“Serei tudo o que disserem: poeta castrado, não!”. Será tudo o que dissermos, sim, até um avião. As palavras de José Carlos Ary dos Santos estão em grande plano no palco, ao lado de uma das suas fotografias iconográficas. O rosto levemente caído, os olhos fixos na folha de papel, o cigarro na mão a arder. Atrás, um dos novos aviões da TAP, o A320Neo baptizado com o nome do poeta, que morreu fez 36 anos há poucos dias, a 18 de Janeiro.

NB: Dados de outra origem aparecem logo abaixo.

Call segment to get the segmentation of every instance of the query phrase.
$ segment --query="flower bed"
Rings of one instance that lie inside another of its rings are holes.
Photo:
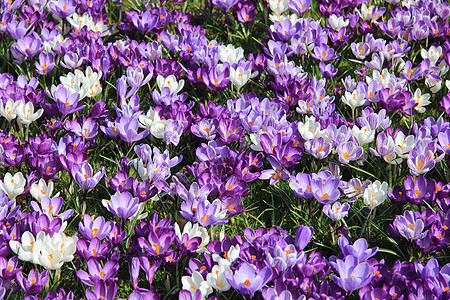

No hangar 6 da “cidadela” da TAP no aeroporto de Lisboa, a cerimónia contou com muitas palavras comoventes e algumas lágrimas. Entre poemas declamados e discursos emocionados, a presença de familiares e amigos de Ary, incluindo o compositor Nuno Nazareth Fernandes, com quem co-assinou várias canções, e Fernando Tordo e Simone de Oliveira, que cantaram as canções que ele escreveu para eles, os clássicos Tourada e Desfolhada.
Uma “profunda alegria”, diria Tordo, que se confessou “muito emocionado”. “É uma coisa lindíssima, bela, pura, límpida”, ritmou o cantor, que diria à Fugas que com esta homenagem ao autor e obra, também transgressora, de Ary, “o país avançou mais um bocadinho”.
Autor de mais de 600 canções, militante comunista, homossexual assumido, foi uma figura de força, como o recorda a “amiga íntima”, Simone de Oliveira. Aos 82 anos, a cantora não conteve as lágrimas na homenagem, mas alegra-se com o facto de Portugal não esquecer Ary, porque é “preciso não esquecer a história”. Embora com muito medo de voos, tem uma esperança: “Só espero poder ainda voar no avião Ary dos Santos.”
A escolha do nome para o avião, diz-nos Miguel Frasquilho, o presidente do Conselho de Administração da TAP, “segue a linha dos baptismos” anteriores, de homenagear “portugueses relevantes” para a História de Portugal, nas mais diversas áreas. Entre os baptismos mais recentes, contam-se Jorge de Sena, Raul Solnado, Agustina, Carlos Paredes ou Zé Pedro.
“Uma merecida homenagem a um dos mais talentosos poetas contemporâneos” portugueses, disse o responsável, que assumiu “deixar vir ao de cima o seu lado festivaleiro” quando ouve os clássicos que se interpretariam no palco e que, até, ainda sabe “de cor e salteado”. Agora, sublinhou Frasquilho, “o nome do poeta voará ainda mais longe, voará ainda mais alto”.
De facto, embora a sua obra poética seja muito (muito) mais do que isso, foram especialmente os poemas para canções do festival que deram fama maior a Ary. Quatro delas foram representar o país na Eurovisão — além da Desfolhada e Tourada, Menina do Alto da Serra e Portugal no Coração. Agora, em vez das canções, Portugal vai enviar para os céus da Europa o avião José Carlos Ary dos Santos.
Um destino que quase se poderia dizer traçado muito cedo na vida do autor de outros clássicos do cancioneiro português como Lisboa Menina e Moça, Estrela da Tarde ou Cavalo à Solta: o seu primeiro livro, lançado aos 14 anos, como lembraram (e declamaram) os familiares Fátima e Bernardo Ary dos Santos, chamava-se Asas e nele podiam ler-se versos como este, profético, “Abrindo ao vento as asas da alegria, eu vou partir”.